Marjorie Crear, 66, lives alone and suffers from hypertension and diabetes with complications. She is recovering from a recent stroke and a heart attack. The Los Angeles resident shows up often in the UCLA Emergency Department and has been frequently hospitalized.
In an effort to get Crear on a healthier path, she was assigned last November to a UCLA comprehensive care coordinator. The coordinator is working to ensure Crear takes her medications, keeps her appointments and remains on a consistent plan designed by her primary care physician and care team — including multiple specialists — so she can hopefully avoid further trips to the emergency room and costly hospitalizations. Care coordinator Tiffany Phan, who has a master’s in public health, is also working on arranging more suitable housing for Crear. Phan is helping to move her out of her current Section 8 apartment to a different unit that can better accommodate the limitations she encounters in daily living.

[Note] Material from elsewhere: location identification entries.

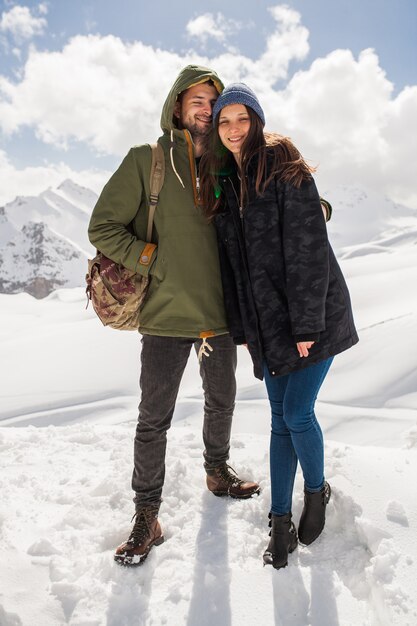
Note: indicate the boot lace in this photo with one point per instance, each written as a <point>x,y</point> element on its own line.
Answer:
<point>224,471</point>
<point>140,528</point>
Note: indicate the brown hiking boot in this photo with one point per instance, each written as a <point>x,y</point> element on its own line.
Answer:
<point>146,532</point>
<point>222,482</point>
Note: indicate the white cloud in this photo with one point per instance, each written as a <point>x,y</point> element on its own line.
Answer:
<point>217,27</point>
<point>21,24</point>
<point>341,111</point>
<point>33,180</point>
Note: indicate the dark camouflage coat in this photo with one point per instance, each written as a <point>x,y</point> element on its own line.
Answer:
<point>281,281</point>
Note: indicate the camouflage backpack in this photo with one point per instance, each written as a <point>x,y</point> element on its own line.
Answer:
<point>117,293</point>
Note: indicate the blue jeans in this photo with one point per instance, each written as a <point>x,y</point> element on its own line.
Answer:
<point>295,432</point>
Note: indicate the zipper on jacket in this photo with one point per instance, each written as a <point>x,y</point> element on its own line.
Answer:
<point>193,167</point>
<point>238,201</point>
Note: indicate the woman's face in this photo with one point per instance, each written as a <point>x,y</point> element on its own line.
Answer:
<point>234,125</point>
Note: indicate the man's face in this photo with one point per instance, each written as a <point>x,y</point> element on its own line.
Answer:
<point>195,109</point>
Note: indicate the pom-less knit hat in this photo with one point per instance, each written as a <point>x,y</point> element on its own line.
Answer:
<point>238,93</point>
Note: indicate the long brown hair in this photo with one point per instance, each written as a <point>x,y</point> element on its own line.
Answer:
<point>217,161</point>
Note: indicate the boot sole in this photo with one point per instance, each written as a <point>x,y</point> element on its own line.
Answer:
<point>127,561</point>
<point>277,565</point>
<point>221,494</point>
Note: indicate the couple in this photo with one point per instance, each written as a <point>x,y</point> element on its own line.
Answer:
<point>239,255</point>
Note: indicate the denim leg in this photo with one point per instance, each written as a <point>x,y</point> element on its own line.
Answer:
<point>282,456</point>
<point>307,437</point>
<point>163,360</point>
<point>295,432</point>
<point>219,384</point>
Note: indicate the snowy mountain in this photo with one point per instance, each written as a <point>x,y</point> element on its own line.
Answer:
<point>67,424</point>
<point>367,218</point>
<point>43,242</point>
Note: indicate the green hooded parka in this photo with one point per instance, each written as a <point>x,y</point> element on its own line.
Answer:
<point>185,297</point>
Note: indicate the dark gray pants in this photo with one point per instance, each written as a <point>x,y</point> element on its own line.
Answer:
<point>163,361</point>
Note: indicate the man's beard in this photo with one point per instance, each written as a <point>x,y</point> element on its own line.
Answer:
<point>200,131</point>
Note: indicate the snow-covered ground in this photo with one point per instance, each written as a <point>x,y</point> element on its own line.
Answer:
<point>69,393</point>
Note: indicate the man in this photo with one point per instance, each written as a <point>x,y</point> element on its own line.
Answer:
<point>184,304</point>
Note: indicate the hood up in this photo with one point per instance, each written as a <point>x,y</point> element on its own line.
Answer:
<point>188,77</point>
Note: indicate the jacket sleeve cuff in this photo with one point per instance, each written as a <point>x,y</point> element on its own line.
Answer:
<point>327,209</point>
<point>307,337</point>
<point>146,258</point>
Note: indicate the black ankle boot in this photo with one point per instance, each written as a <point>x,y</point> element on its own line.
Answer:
<point>283,541</point>
<point>313,516</point>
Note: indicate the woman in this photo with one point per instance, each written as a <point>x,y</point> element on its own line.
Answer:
<point>285,296</point>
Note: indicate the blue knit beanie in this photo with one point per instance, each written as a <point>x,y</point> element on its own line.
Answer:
<point>238,93</point>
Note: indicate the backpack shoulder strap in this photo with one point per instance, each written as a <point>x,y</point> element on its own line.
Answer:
<point>155,183</point>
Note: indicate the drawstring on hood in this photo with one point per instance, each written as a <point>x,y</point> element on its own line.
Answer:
<point>171,156</point>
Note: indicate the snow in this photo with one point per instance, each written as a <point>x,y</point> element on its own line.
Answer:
<point>69,392</point>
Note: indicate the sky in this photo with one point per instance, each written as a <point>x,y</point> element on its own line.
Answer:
<point>80,82</point>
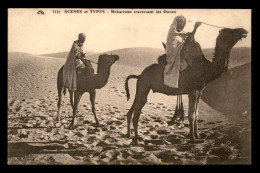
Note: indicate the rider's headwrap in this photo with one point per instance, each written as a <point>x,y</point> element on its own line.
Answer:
<point>82,35</point>
<point>178,20</point>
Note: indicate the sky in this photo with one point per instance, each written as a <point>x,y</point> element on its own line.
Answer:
<point>37,34</point>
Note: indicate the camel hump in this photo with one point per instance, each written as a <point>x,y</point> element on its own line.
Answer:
<point>89,68</point>
<point>162,59</point>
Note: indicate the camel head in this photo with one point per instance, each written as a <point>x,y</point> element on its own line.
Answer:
<point>227,38</point>
<point>106,61</point>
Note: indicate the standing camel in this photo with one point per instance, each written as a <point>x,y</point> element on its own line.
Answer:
<point>191,81</point>
<point>87,81</point>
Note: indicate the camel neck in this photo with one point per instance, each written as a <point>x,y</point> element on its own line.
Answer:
<point>102,75</point>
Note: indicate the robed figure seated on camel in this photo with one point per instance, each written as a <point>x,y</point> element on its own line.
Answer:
<point>192,80</point>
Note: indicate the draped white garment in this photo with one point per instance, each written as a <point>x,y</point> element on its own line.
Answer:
<point>69,69</point>
<point>174,45</point>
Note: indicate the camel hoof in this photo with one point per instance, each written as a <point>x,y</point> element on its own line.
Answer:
<point>134,142</point>
<point>71,127</point>
<point>196,141</point>
<point>97,124</point>
<point>197,136</point>
<point>128,135</point>
<point>57,119</point>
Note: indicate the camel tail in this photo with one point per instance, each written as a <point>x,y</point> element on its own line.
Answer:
<point>64,90</point>
<point>126,85</point>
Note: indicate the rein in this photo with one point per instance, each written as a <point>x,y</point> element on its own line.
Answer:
<point>213,25</point>
<point>92,61</point>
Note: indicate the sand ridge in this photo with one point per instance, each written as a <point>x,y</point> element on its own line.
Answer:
<point>34,137</point>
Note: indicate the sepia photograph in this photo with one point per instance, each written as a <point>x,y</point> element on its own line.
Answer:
<point>130,86</point>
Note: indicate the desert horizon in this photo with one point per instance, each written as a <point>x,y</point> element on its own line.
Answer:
<point>34,137</point>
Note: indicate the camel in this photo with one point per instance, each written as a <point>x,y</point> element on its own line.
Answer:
<point>192,80</point>
<point>87,81</point>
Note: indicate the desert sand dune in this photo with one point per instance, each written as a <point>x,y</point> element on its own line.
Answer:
<point>65,54</point>
<point>35,138</point>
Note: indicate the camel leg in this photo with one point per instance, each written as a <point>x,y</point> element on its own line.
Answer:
<point>140,100</point>
<point>77,97</point>
<point>191,114</point>
<point>71,99</point>
<point>196,133</point>
<point>59,103</point>
<point>129,118</point>
<point>92,100</point>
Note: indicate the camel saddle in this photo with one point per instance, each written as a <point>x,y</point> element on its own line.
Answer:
<point>189,52</point>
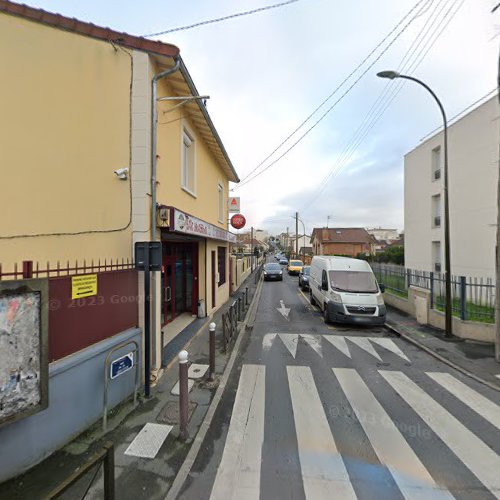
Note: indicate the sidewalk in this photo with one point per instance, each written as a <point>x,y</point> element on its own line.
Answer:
<point>137,477</point>
<point>476,358</point>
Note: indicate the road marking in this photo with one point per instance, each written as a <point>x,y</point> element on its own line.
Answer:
<point>291,341</point>
<point>284,311</point>
<point>391,447</point>
<point>339,343</point>
<point>482,461</point>
<point>481,405</point>
<point>364,343</point>
<point>314,341</point>
<point>238,475</point>
<point>390,345</point>
<point>323,470</point>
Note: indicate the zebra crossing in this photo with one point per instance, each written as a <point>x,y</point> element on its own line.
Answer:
<point>324,468</point>
<point>340,342</point>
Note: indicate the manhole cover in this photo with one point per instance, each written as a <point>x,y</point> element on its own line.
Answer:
<point>169,414</point>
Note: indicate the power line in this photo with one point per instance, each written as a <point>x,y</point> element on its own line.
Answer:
<point>335,91</point>
<point>361,134</point>
<point>225,18</point>
<point>254,176</point>
<point>373,116</point>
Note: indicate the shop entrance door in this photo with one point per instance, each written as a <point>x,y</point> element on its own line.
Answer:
<point>179,280</point>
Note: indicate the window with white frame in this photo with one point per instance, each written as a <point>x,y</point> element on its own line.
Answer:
<point>188,166</point>
<point>436,163</point>
<point>220,195</point>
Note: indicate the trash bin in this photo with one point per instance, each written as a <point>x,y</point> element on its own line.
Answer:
<point>201,308</point>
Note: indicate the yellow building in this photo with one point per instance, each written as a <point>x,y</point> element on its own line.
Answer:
<point>76,161</point>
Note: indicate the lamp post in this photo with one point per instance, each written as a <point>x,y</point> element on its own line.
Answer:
<point>447,260</point>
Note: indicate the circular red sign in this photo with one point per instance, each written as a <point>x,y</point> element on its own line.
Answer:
<point>238,221</point>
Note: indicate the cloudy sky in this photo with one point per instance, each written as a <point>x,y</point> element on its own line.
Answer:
<point>266,73</point>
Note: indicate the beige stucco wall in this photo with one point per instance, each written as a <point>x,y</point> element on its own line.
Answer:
<point>473,173</point>
<point>65,126</point>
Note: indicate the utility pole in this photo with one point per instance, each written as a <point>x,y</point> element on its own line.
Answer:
<point>296,234</point>
<point>252,249</point>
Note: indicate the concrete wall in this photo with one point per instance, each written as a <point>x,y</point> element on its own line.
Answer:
<point>65,122</point>
<point>473,174</point>
<point>418,305</point>
<point>76,388</point>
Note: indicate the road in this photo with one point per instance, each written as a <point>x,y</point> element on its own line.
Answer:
<point>321,411</point>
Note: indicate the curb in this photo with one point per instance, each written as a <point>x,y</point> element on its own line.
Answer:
<point>444,360</point>
<point>186,466</point>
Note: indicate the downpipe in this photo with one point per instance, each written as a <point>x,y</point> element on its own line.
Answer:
<point>154,123</point>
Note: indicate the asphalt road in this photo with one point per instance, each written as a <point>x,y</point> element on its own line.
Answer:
<point>321,411</point>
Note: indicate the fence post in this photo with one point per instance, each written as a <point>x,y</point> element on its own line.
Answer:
<point>109,472</point>
<point>431,284</point>
<point>463,298</point>
<point>183,393</point>
<point>28,269</point>
<point>211,369</point>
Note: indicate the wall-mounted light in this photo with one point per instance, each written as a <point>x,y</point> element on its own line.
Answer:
<point>122,173</point>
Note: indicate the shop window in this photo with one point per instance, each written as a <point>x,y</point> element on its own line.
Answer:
<point>221,256</point>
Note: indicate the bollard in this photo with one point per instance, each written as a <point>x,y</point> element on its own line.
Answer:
<point>183,393</point>
<point>211,367</point>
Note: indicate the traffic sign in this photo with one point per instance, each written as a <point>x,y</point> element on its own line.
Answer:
<point>121,365</point>
<point>233,204</point>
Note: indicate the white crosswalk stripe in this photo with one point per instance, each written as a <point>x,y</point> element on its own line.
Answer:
<point>486,408</point>
<point>323,470</point>
<point>408,472</point>
<point>482,461</point>
<point>291,341</point>
<point>238,476</point>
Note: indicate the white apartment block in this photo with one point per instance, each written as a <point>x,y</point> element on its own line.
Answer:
<point>473,150</point>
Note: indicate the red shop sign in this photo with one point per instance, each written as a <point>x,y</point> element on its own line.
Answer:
<point>238,221</point>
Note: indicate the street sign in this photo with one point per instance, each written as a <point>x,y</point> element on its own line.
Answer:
<point>238,221</point>
<point>234,204</point>
<point>121,365</point>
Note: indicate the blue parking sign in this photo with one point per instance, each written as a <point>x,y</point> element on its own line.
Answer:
<point>121,365</point>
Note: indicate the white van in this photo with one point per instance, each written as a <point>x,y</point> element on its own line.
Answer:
<point>346,290</point>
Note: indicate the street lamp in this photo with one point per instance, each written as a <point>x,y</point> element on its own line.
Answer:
<point>447,273</point>
<point>447,260</point>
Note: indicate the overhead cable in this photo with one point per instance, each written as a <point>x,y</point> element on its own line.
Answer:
<point>219,19</point>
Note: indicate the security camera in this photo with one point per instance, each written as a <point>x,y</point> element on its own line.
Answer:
<point>122,173</point>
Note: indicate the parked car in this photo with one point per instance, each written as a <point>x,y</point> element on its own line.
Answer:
<point>346,290</point>
<point>304,278</point>
<point>273,271</point>
<point>295,266</point>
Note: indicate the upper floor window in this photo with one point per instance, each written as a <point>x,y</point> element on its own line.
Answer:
<point>220,198</point>
<point>436,163</point>
<point>188,163</point>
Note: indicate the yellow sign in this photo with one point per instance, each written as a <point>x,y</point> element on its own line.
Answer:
<point>83,286</point>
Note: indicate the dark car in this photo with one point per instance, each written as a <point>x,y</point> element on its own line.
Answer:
<point>304,278</point>
<point>273,271</point>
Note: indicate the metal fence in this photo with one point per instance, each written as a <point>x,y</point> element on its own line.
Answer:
<point>234,314</point>
<point>472,298</point>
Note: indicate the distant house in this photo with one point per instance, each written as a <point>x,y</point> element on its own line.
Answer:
<point>342,241</point>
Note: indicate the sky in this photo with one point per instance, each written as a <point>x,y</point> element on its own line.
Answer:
<point>267,72</point>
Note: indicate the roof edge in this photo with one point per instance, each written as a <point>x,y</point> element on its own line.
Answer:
<point>87,29</point>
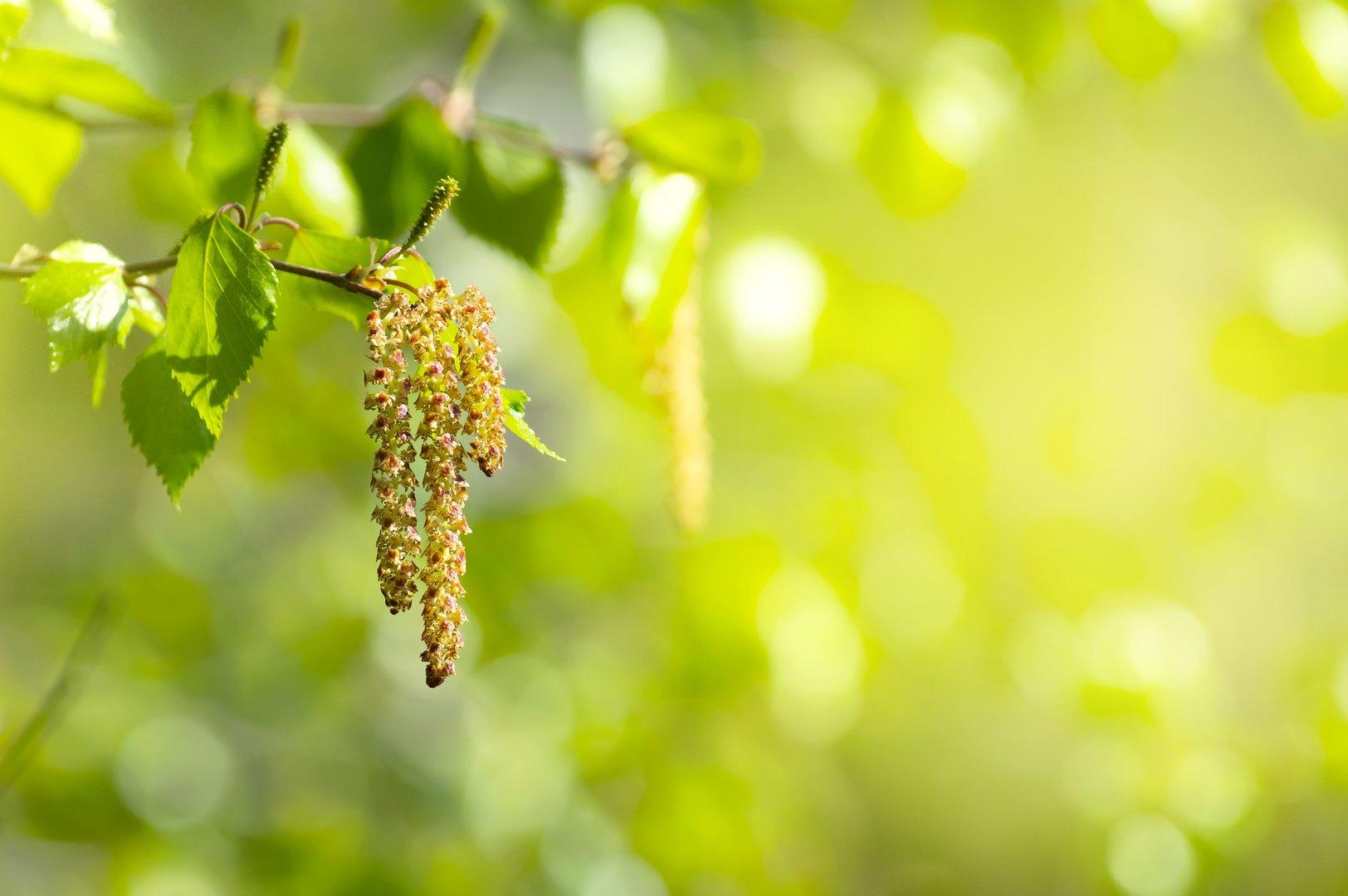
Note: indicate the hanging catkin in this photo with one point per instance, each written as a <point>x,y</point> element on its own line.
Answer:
<point>393,480</point>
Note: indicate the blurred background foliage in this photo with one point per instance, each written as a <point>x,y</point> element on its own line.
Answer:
<point>1028,375</point>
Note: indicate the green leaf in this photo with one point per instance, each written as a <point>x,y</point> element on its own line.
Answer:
<point>90,17</point>
<point>162,421</point>
<point>330,252</point>
<point>515,402</point>
<point>509,196</point>
<point>226,144</point>
<point>708,144</point>
<point>315,186</point>
<point>37,153</point>
<point>81,295</point>
<point>1132,38</point>
<point>667,243</point>
<point>911,178</point>
<point>397,162</point>
<point>222,304</point>
<point>591,293</point>
<point>12,15</point>
<point>41,75</point>
<point>146,314</point>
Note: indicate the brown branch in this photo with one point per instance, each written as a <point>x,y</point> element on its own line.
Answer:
<point>73,671</point>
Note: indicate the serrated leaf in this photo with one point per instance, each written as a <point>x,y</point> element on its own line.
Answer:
<point>509,196</point>
<point>37,153</point>
<point>697,142</point>
<point>162,421</point>
<point>81,294</point>
<point>41,75</point>
<point>911,178</point>
<point>330,252</point>
<point>315,186</point>
<point>515,402</point>
<point>90,17</point>
<point>222,304</point>
<point>397,162</point>
<point>226,144</point>
<point>12,15</point>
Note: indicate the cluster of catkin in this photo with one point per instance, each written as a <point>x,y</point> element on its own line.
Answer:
<point>456,390</point>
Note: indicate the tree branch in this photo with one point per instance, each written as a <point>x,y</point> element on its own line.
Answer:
<point>73,671</point>
<point>11,271</point>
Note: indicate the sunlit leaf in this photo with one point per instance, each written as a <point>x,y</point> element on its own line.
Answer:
<point>1287,47</point>
<point>12,15</point>
<point>222,304</point>
<point>226,144</point>
<point>41,75</point>
<point>37,153</point>
<point>510,193</point>
<point>315,186</point>
<point>162,421</point>
<point>90,17</point>
<point>81,295</point>
<point>515,402</point>
<point>1132,38</point>
<point>330,252</point>
<point>911,178</point>
<point>1032,32</point>
<point>397,162</point>
<point>711,146</point>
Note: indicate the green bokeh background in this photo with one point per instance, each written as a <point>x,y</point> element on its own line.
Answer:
<point>1025,566</point>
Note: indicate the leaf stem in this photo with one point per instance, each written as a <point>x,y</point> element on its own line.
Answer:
<point>14,271</point>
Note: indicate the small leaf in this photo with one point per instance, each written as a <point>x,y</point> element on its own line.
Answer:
<point>515,402</point>
<point>410,269</point>
<point>90,17</point>
<point>162,421</point>
<point>81,295</point>
<point>222,304</point>
<point>315,187</point>
<point>41,75</point>
<point>397,163</point>
<point>330,252</point>
<point>911,178</point>
<point>12,15</point>
<point>226,144</point>
<point>708,144</point>
<point>509,196</point>
<point>37,163</point>
<point>144,313</point>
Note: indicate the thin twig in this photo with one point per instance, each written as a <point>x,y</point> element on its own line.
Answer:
<point>73,673</point>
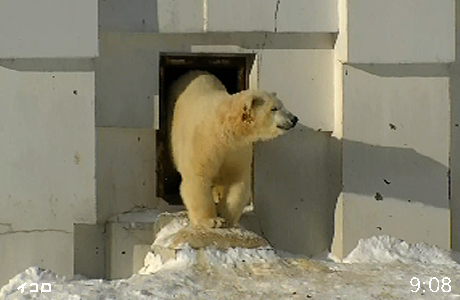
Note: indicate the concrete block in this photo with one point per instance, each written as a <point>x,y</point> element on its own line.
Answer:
<point>48,28</point>
<point>48,146</point>
<point>180,16</point>
<point>89,253</point>
<point>296,184</point>
<point>122,242</point>
<point>307,16</point>
<point>51,249</point>
<point>303,80</point>
<point>396,154</point>
<point>127,81</point>
<point>126,170</point>
<point>394,31</point>
<point>272,16</point>
<point>128,16</point>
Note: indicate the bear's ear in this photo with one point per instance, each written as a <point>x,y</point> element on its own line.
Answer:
<point>248,115</point>
<point>256,101</point>
<point>248,108</point>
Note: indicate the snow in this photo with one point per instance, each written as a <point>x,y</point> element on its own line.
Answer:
<point>378,268</point>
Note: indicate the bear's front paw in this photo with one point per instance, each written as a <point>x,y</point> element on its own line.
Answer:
<point>212,223</point>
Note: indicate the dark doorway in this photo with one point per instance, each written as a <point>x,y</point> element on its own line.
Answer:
<point>232,69</point>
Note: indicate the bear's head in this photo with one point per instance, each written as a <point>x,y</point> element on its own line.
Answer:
<point>263,116</point>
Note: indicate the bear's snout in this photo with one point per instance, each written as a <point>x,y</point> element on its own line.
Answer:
<point>289,122</point>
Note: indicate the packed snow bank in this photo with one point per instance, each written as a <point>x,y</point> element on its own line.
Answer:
<point>238,274</point>
<point>211,256</point>
<point>387,249</point>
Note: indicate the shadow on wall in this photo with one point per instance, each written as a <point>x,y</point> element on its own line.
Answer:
<point>298,179</point>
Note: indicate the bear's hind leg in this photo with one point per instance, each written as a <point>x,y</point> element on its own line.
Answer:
<point>198,199</point>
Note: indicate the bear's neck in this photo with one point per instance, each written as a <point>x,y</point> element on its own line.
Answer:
<point>234,130</point>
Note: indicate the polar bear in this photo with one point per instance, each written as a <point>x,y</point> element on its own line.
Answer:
<point>211,141</point>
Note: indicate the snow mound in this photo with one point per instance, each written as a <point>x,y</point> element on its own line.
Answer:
<point>387,249</point>
<point>176,233</point>
<point>232,258</point>
<point>30,275</point>
<point>185,255</point>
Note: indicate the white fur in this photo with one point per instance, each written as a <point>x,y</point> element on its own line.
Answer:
<point>211,137</point>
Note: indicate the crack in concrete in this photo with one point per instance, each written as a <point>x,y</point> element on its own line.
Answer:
<point>277,7</point>
<point>36,231</point>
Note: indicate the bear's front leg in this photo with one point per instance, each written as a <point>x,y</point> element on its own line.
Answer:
<point>197,195</point>
<point>231,207</point>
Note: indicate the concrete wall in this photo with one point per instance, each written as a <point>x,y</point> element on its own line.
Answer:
<point>46,131</point>
<point>392,85</point>
<point>393,31</point>
<point>48,161</point>
<point>373,133</point>
<point>48,28</point>
<point>454,72</point>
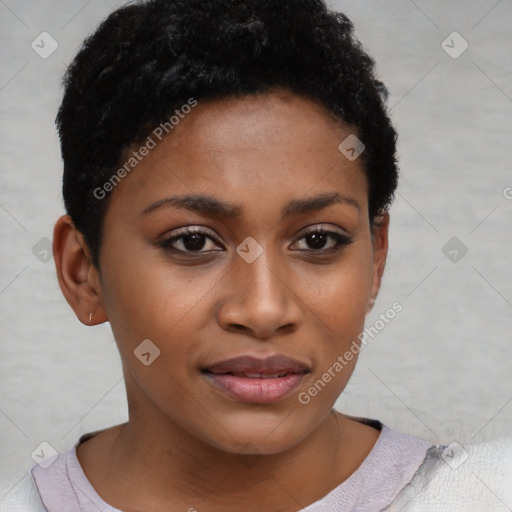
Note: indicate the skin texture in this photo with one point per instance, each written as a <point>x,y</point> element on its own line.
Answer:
<point>186,444</point>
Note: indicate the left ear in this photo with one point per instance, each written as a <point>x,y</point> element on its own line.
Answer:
<point>379,232</point>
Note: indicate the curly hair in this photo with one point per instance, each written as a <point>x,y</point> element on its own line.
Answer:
<point>148,58</point>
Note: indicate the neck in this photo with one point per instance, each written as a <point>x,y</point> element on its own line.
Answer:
<point>192,474</point>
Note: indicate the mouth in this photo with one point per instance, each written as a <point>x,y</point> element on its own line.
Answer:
<point>254,380</point>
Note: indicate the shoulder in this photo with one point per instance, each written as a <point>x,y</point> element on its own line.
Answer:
<point>456,478</point>
<point>386,470</point>
<point>24,497</point>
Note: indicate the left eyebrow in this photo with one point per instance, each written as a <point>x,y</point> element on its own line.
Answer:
<point>212,206</point>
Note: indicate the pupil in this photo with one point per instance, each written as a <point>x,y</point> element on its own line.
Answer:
<point>194,242</point>
<point>316,240</point>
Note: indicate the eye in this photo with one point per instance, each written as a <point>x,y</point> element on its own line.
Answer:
<point>322,240</point>
<point>190,240</point>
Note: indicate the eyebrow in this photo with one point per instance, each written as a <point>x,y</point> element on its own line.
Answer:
<point>214,207</point>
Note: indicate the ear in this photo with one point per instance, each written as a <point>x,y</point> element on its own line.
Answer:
<point>380,251</point>
<point>78,278</point>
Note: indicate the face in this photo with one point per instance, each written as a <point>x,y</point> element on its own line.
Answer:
<point>241,247</point>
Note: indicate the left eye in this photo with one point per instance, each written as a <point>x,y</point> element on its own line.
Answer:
<point>318,238</point>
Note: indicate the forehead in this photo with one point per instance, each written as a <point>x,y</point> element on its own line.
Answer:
<point>262,149</point>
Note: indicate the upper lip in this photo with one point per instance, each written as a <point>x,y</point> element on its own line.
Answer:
<point>248,364</point>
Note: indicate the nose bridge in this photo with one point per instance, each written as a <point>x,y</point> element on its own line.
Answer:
<point>262,283</point>
<point>258,297</point>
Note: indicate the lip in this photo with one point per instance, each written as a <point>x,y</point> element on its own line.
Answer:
<point>254,380</point>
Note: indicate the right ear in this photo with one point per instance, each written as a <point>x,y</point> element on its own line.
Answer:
<point>78,278</point>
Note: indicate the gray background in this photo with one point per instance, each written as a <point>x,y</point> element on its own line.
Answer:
<point>441,370</point>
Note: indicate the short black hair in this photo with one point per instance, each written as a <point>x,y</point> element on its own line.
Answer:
<point>149,58</point>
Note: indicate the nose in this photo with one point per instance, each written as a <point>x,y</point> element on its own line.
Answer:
<point>259,299</point>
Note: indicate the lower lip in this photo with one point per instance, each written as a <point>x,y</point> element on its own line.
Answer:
<point>256,390</point>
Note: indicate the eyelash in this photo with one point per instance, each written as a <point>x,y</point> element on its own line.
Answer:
<point>341,241</point>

Care coordinator Tiffany Phan (left) helps Marjorie Crear sort through her many appointments and doctors' instructions. She's also helping Crear find an apartment that's better suited to her limitations.
"We try to make sure high-risk patients don’t fall through the cracks," said Phan, who is assigned patients based on how complex their health problems are. "These patients need a little extra attention."
Patients with high-risk factors are most frequently assigned to care coordinators through patient registries, post-discharge reporting from the emergency department and hospital, and by primary care providers.
For Crear, Phan may prove to be a life saver — literally.
Crear said that after her heart attack on June 3 and the stroke that followed on Sept. 30, she had trouble keeping all her various medications in order and remembering to take them at the prescribed times. Phan visited with her multiple times in the clinic to set her on the right path.
Said Crear: "She printed out a list of all my medications and helped me get straight which ones to take at what times. That really helped because sometimes I get a little confused, and I feel a little sick if I take the pills too close together." Phan also calls her to remind her to take medications to keep her blood pressure and diabetes in check.
The program, Crear said, has been "very helpful. I can call Tiffany, in addition to calling the doctor for everything. I’ve never had as much help before as I get with this program."
The Patient Centered Medical Home Program, which fosters the comprehensive care coordinators, was launched about 16 months ago and currently employs 19 people — 15 care coordinators, two clinical advisers, a licensed clinical social worker and a nurse case manager. Their task is to help navigate high-risk patients like Crear inside and outside of the health system. Through planned interventions, care coordinators guide patients through what can be a confusing health care system, particularly for those with multiple health problems and all the additional physicians, specialists and appointments that entails.
Care coordinators also help patients access other services such as behavioral health and Meals on Wheels; they can arrange for transportation to and from appointments as well as work with pharmaceutical companies to get discounted prescriptions for low-income patients. They can also help patients who may have limited health coverage, or none at all, to enroll in programs such as Medi-cal and Medicare.
If necessary, care coordinators will sit in on physician appointments to make sure patients leave the doctor's office with a clear knowledge of their care plan.
The program is designed to assist UCLA primary care physicians with their complex patient panels. Many of these primary care physicians were performing these tasks themselves, aimed at preventing costly visits to the emergency room and expensive hospitalizations, said Jordan Hall who oversees the program as director of public health management and medical home care coordination. "We target patients with high utilization of emergency department services and who have been admitted into the hospital multiple times," Hall said, and are at high risk of returning there. "Our goal is to provide care coordination services to these fragile patients in varying acuity levels with the goal of helping them transition to healthy care plans. This includes making regular contact with patients and becoming a consistent resource in their care team."
Care coordinators are available at 14 UCLA Health primary care practices, many with high numbers of geriatric patients.
The program is operational in 14 UCLA Health primary care practices, Hall said. Many of these practices have high numbers of geriatric patients, who often have the most acute problems. Working together, care coordinators and physicians put patients on a healthy path when possible and ultimately place patients on care plans that lead to the highest functional status and quality of life.
"We want to provide them with the right tools to prevent them from coming back to the hospital even sicker than they were before," Hall said.